ECLI:NL:RBMNE:2024:6658
Rechtbank Midden-Nederland
- Eerste aanleg - enkelvoudig
- Rechtspraak.nl
Beroep tegen WOZ-waarde van onroerende zaak en eigen aankoopcijfer
In deze uitspraak van de Rechtbank Midden-Nederland, gedaan op 13 november 2024, is het beroep van eiser tegen de WOZ-waarde van zijn woning aan de [adres 1] in [woonplaats] aan de orde. Eiser, vertegenwoordigd door mr. R. van der Weide, betwist de handhaving van de WOZ-waarde van € 235.000,- voor het belastingjaar 2023, vastgesteld door de heffingsambtenaar van de gemeente [gemeente]. De heffingsambtenaar had de waarde vastgesteld op basis van een taxatiematrix en andere vergelijkbare woningen, maar eiser stelt dat de waarde te hoog is en bepleit een lagere waarde van € 225.000,- op basis van zijn eigen aankoopcijfer van € 224.000,-, dat hij op 30 december 2022 heeft betaald.
De rechtbank heeft de zaak op 2 oktober 2024 behandeld, waarbij de heffingsambtenaar zijn standpunt verdedigde met een verweerschrift en een taxatiematrix. De rechtbank oordeelt dat de heffingsambtenaar niet aannemelijk heeft gemaakt dat de WOZ-waarde niet te hoog is vastgesteld. De rechtbank stelt vast dat het eigen aankoopcijfer van eiser, dat kort na de waardepeildatum tot stand is gekomen, als maatgevend moet worden beschouwd. De rechtbank wijst erop dat de heffingsambtenaar onvoldoende onderbouwing heeft gegeven voor de stelling dat het aankoopcijfer niet representatief zou zijn voor de waarde in het economisch verkeer.

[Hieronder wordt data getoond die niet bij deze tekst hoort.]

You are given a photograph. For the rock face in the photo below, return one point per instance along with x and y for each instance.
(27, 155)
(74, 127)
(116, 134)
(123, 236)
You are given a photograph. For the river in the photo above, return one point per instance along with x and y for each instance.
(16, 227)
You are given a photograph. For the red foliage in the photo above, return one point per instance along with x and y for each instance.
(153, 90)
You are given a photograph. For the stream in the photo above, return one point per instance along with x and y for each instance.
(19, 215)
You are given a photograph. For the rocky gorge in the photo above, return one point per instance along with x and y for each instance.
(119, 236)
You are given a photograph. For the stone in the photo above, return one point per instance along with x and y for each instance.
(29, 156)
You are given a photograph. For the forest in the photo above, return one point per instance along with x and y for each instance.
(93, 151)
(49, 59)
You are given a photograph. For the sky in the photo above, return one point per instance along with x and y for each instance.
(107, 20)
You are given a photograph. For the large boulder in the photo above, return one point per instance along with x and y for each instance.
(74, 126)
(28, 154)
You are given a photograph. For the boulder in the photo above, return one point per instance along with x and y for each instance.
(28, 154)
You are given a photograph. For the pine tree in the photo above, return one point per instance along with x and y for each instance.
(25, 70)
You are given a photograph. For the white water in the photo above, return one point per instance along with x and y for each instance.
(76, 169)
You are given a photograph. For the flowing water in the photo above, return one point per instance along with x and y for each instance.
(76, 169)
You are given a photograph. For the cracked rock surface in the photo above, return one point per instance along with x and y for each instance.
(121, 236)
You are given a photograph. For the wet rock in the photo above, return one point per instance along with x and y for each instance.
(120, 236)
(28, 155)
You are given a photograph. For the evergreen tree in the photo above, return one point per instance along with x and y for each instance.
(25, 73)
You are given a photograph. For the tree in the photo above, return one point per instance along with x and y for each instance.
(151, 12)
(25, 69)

Uiteindelijk verklaart de rechtbank het beroep gegrond, vernietigt de bestreden uitspraak en stelt de WOZ-waarde vast op het door eiser bepleite bedrag van € 225.000,-. Tevens heeft eiser recht op vergoeding van het griffierecht en proceskosten, die door de rechtbank zijn berekend op € 1.499,-. De uitspraak is openbaar uitgesproken en een afschrift is verzonden aan de betrokken partijen.